The original piece was written by Sudip Chatterjee, Managing Director of BDO’s Valuation & Business Analytics' complex financial instrument group, and Anthony Ruda, Director in the New York office of BDO USA.
Fair lending in the US is governed by the Fair Housing Act and the Equal Credit Opportunity Act. Both are designed to protect consumers from unfair and discriminatory practices. The penalties for breaking the law and harming consumers are extremely high.
Fair lending professionals focus on four crucial items that have the greatest impact on fair lending analysis and compliance: Underwriting, Pricing, Redlining and Steering. They perform analyses and create useful reports with data analytics. But often, their message is not communicated effectively to senior executives who have little time to dive into the details.
Analytics and monitoring dashboards are an important part of doing this job well and serve as a basis for crafting a powerful message to senior leaders about potential compliance risk.
But what are the key elements that a good dashboard needs to have in order to get that message across effectively? We see three must-have features that every dashboard should have to monitor fair lending risk.
Get your KPIs right
First, it’s critical to select the right indicators to monitor. Whether an organization chooses to monitor loan-to-value ratios (LTV) or FICO scores – or combinations of these and others – will be specific to each organization and its line of business.
We suggest choosing data fields that have impact on underwriting and pricing decisions, such as debt to income ratios. This ratio indicates how much of a borrower’s income is going toward debt repayment. The higher the ratio, the riskier the borrower. This can be combined with the borrower’s age or ethnicity, which will indicate the quality of applications that are coming through the pipeline.
HMDA data is a great source of KPIs to help monitor your redlining risk, or the risk that your organization is illegally discriminating against borrowers because of the location of an applicant’s residence.
If banks limit the source of data analyzed to only that from competitor banks, banks can learn how many loans were made by competitors who are reporting within the same census tract. The data can also provide insights about whether their own advertising, marketing and market penetration is at risk. By focusing on the information that matters most, one can get a deeper insight on the risks in a portfolio.
Get the historical view as well
A second must-have feature is historical trend analysis. Monitoring how a KPI evolves over time can provide early warning signs if there is risk ahead. It can also be used to see if a strategy or plan is working or not.
In general, we say that key indicators are “works in progress,” meaning they can always be redesigned and improved as new data becomes available which can make the indicator a better predictive factor of the future.
Be able to drill-down on your data
Once you’ve got the right KPIs and historical data sets, banks need to be able to use that information to gain a complete picture of what’s happening by drilling down into the data. Drilling down means taking a general view of your analysis and narrowing it to the most granular level, usually to the application level.
For example, if a bank has built a KPI to monitor the FICO levels of minority applicants on a monthly basis, and the current month’s report indicates a sudden decrease in FICO scores overall, a bank can drill down to the loan level and discover more. Sometimes, the score decrease is related to a data error in the FICO score field in the database.

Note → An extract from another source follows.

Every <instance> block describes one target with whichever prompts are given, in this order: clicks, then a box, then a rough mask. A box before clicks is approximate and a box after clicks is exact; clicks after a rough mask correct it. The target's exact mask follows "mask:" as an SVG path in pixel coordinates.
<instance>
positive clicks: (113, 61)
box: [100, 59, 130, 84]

Drilling down not only gives a more narrow view, it can also help users see data from a different angle or point of view. This enhances the user’s understanding of the analysis and the data that supports it.
Challenges in setting up fair lending compliance
Getting fair lending monitoring right has evolved into a technical challenge.

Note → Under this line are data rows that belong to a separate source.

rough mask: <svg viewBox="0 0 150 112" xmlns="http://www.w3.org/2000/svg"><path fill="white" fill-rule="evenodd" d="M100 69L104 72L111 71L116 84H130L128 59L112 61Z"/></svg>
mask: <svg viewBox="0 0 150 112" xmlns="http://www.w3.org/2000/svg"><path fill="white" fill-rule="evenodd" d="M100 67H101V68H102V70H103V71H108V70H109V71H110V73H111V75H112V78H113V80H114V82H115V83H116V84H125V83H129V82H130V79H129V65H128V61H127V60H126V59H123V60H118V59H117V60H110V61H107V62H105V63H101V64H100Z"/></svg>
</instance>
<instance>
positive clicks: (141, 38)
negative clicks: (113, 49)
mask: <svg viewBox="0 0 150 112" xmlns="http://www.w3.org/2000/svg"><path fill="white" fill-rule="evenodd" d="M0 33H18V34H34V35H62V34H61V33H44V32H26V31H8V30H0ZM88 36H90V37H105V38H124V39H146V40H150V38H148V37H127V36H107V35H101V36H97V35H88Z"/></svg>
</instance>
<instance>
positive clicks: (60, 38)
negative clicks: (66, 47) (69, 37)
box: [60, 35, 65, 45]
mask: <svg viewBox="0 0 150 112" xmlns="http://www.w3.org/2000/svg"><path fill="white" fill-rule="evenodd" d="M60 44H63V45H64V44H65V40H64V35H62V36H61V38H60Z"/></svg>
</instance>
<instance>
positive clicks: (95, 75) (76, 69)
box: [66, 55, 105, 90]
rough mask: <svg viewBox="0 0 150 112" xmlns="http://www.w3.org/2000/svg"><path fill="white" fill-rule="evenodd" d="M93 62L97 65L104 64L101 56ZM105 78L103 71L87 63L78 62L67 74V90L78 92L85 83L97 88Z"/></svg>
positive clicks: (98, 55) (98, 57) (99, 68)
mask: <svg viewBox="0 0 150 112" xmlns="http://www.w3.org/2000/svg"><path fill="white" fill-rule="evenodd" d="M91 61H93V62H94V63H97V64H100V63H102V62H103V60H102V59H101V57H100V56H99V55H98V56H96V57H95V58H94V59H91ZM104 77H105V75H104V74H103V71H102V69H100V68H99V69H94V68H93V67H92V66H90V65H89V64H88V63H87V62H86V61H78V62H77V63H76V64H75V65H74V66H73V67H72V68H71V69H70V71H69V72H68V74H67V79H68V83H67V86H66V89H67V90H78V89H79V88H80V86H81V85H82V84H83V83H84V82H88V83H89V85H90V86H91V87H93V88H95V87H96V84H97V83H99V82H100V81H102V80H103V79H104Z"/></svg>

One reason is the lack of skilled individuals available on the job market. Compliance has become an exercise that requires the use of sophisticated data science technology. Because of the rapid advances in technology, people working in compliance are being asked to do data-heavy analyses and some requires the use of tools, such as R or SAS.

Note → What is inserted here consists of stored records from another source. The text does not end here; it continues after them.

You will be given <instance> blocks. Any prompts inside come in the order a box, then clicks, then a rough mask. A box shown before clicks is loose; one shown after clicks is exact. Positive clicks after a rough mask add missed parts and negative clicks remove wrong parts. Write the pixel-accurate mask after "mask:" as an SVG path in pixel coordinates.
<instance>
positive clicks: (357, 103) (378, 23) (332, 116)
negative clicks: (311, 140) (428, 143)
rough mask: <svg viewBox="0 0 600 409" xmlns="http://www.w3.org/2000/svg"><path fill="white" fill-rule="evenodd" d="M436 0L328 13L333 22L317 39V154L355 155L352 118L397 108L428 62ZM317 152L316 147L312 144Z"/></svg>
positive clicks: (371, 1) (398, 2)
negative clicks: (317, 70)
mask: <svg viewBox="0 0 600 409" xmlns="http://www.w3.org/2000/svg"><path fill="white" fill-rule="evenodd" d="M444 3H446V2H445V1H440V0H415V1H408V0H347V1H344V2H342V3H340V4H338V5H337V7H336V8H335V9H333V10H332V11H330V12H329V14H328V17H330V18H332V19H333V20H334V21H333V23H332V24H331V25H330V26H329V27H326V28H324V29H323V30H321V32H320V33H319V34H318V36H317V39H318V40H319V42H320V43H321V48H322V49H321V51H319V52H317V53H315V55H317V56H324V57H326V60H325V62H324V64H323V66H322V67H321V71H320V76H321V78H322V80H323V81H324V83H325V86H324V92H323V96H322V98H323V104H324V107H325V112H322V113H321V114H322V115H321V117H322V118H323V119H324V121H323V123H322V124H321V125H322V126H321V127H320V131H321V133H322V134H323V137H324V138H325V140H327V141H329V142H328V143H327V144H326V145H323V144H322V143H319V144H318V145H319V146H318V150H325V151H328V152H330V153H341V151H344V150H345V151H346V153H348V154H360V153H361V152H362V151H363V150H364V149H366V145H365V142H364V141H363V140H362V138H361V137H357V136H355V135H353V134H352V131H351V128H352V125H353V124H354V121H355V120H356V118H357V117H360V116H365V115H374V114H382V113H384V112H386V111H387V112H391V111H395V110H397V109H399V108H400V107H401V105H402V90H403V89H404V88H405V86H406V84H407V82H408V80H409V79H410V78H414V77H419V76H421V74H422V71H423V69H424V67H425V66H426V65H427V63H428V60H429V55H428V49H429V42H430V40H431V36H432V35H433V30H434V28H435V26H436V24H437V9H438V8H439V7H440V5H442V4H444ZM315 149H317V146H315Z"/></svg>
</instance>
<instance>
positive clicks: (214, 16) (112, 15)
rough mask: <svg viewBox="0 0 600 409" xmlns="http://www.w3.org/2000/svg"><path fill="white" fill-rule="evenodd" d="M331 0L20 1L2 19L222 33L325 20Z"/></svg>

In addition, companies struggle with incomplete, missing or messy data, which complicates the ability to do more than a basic analysis of loan profiles. All these factors leave a company exposed to compliance risks.
No matter where a company is on its journey of fair lending compliance, the goal should be to get a single data repository for their analytics with a data governance policy in place.
They should use well-defined reports that are produced automatically on a periodic basis and be alerted about anomalies. And their compliance monitoring should be automated and able to perform “mock” regulatory exams for compliance.
This way, lending institutions can fulfill their societal role, providing capital on a fair basis, regardless of race, religion or origin. For many people in the US, the American dream remains home ownership.